Here's a close up look of the air vent that I had puttied into place earlier in the project and now has been wrapped in carbon fiber vinyl. I completely covered over the air vent and then used an Exacto knife to trim around the vent.  This gave me a nice clean look and the black paint I had sprayed earlier now matched up nicely with the carbon fiber.

The aluminum tubing used in this project is 1/2 inch in diameter that I bought at my local Menards home store.  I took the tubing and polished it to a nice chrome like finish using a fine grade steel wool.  The photo above show the difference of the polished piece (the one on the bottom) compared to the unpolished pieces above it.  

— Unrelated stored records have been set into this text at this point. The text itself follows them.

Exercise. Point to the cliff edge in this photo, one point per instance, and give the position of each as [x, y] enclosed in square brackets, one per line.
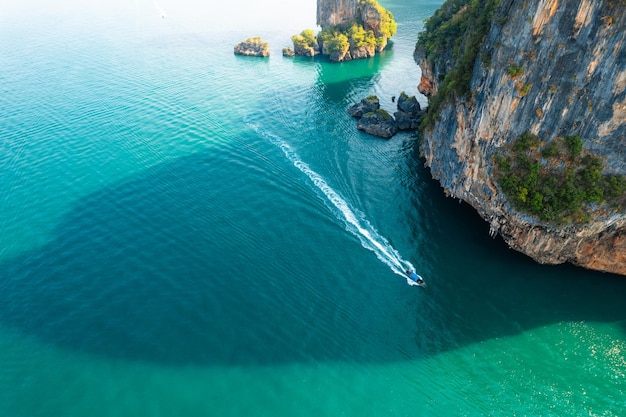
[552, 68]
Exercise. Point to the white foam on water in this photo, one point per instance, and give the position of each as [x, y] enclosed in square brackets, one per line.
[354, 221]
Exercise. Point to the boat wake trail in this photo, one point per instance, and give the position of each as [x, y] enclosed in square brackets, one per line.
[354, 221]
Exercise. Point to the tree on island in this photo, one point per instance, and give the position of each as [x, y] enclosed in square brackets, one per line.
[365, 34]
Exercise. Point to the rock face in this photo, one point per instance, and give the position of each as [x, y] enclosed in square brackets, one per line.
[572, 81]
[253, 47]
[335, 12]
[378, 122]
[354, 29]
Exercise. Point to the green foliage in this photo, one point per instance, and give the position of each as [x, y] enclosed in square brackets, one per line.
[338, 43]
[526, 141]
[515, 70]
[574, 144]
[454, 34]
[359, 37]
[388, 25]
[556, 193]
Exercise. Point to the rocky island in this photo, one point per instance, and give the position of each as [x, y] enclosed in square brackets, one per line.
[527, 122]
[351, 29]
[378, 122]
[253, 47]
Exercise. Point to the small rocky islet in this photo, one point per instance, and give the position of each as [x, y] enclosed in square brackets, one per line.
[254, 46]
[378, 122]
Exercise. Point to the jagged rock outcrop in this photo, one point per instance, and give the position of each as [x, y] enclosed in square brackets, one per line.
[409, 112]
[253, 47]
[378, 122]
[336, 12]
[366, 105]
[351, 29]
[553, 68]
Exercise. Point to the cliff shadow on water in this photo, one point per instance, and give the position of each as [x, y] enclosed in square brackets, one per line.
[480, 289]
[147, 270]
[338, 81]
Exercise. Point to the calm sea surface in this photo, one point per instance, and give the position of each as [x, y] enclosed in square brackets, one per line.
[184, 232]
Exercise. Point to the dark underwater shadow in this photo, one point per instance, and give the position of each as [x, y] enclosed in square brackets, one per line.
[481, 289]
[185, 264]
[147, 270]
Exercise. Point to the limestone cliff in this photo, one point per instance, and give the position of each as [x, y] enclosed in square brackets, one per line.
[549, 67]
[336, 12]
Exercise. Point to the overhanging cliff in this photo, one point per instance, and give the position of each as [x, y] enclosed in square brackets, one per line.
[549, 67]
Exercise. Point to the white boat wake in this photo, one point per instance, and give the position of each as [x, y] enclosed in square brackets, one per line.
[354, 221]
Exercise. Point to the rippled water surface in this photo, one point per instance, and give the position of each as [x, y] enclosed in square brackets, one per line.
[185, 232]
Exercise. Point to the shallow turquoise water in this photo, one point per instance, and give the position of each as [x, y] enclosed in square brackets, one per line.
[185, 232]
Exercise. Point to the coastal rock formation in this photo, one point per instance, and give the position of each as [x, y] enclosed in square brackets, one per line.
[351, 29]
[253, 47]
[336, 12]
[409, 112]
[549, 67]
[378, 122]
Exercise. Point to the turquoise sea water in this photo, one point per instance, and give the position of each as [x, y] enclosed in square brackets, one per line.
[184, 232]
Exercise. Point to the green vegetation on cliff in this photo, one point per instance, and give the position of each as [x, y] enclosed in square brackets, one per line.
[451, 41]
[558, 181]
[306, 39]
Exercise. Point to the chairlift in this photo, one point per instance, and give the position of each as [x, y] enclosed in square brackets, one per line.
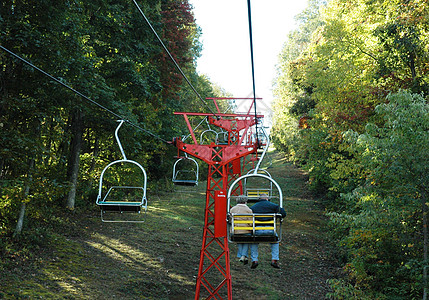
[254, 191]
[185, 176]
[270, 223]
[122, 198]
[205, 132]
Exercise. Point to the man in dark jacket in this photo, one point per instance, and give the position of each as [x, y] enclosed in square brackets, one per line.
[264, 206]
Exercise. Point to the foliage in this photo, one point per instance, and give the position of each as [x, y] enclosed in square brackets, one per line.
[106, 51]
[356, 91]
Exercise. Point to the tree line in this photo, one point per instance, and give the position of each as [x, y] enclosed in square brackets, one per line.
[352, 108]
[55, 143]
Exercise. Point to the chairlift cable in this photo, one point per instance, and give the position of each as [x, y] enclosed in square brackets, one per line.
[82, 95]
[172, 58]
[253, 66]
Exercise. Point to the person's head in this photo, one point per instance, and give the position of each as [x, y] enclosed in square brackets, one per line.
[241, 199]
[264, 197]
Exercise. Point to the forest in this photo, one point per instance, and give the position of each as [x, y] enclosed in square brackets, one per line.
[352, 109]
[54, 141]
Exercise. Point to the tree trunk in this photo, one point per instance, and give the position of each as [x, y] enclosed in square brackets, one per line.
[74, 156]
[20, 223]
[425, 244]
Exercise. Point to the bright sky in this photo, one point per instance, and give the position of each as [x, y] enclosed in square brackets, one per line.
[226, 47]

Inside the storage box I mounted to 3D printed pieces to support the prop rods that would hold the deck lids open if I needed to.  These were as usual bonded into place with the epoxy putty mixture.

Once all of the fiber glassing work had been completed it was time to take the project outside and prime the storage box.  I was lucky to have a nice warm day so this was a quick and easy job.  

After the primer had dried I then laid down a couple coats of gloss black paint.  I turned the box upside down first and painted it. After it had dried I then rolled it right side up to finish the painting.  Very little work needed to be done to the interior of the box as it was very smooth.  

Here is a good shot of the Mini Cooper deck storage box in my kitchen.  The aluminum tubing is held in place with end caps that have internal mounting nuts.  Machine screws come through the underside of the deck into these nuts and hold everything in place. With the mounts being made this way there is no hardware showing when the deck lids are closed.  Gives it a very clean look over all.  The circular ring in the top of the deck lids are finger holes to help open up the storage box lids when it is placed in the Mini Cooper.

Here is a shot of one of the small prop rods for the deck lids.  This is folded away when not it use and can be easily unfolded when needed.  The prop rod has a plastic outer surface with a steel inner shaft to give it strength.  The shaft is nothing more than threaded rod that is screwed into the upper 3D printed mount and a white plastic tip on the end.  Makes for an easy assembly and the look is perfect.

Here is the finished deck cargo box installed into my Mini Cooper.  It turned out very well I think.  The look and fit in the car is exactly what I wanted.  To finish off the inside of the storage box I laid in a foam piece in the bottom of both sections of the box to keep items from rattling around while I was driving.  This material is normally used in tool boxes and was perfect for this project as well. 
  The plus side to all of this is the total cost to make the storage box was only around $100 compared to $260 that the dealership had wanted to order the factory box.  Quite a savings to say the least and as usual to tell someone that I designed and built this great looking cargo box myself is always priceless.  Enjoy the photos.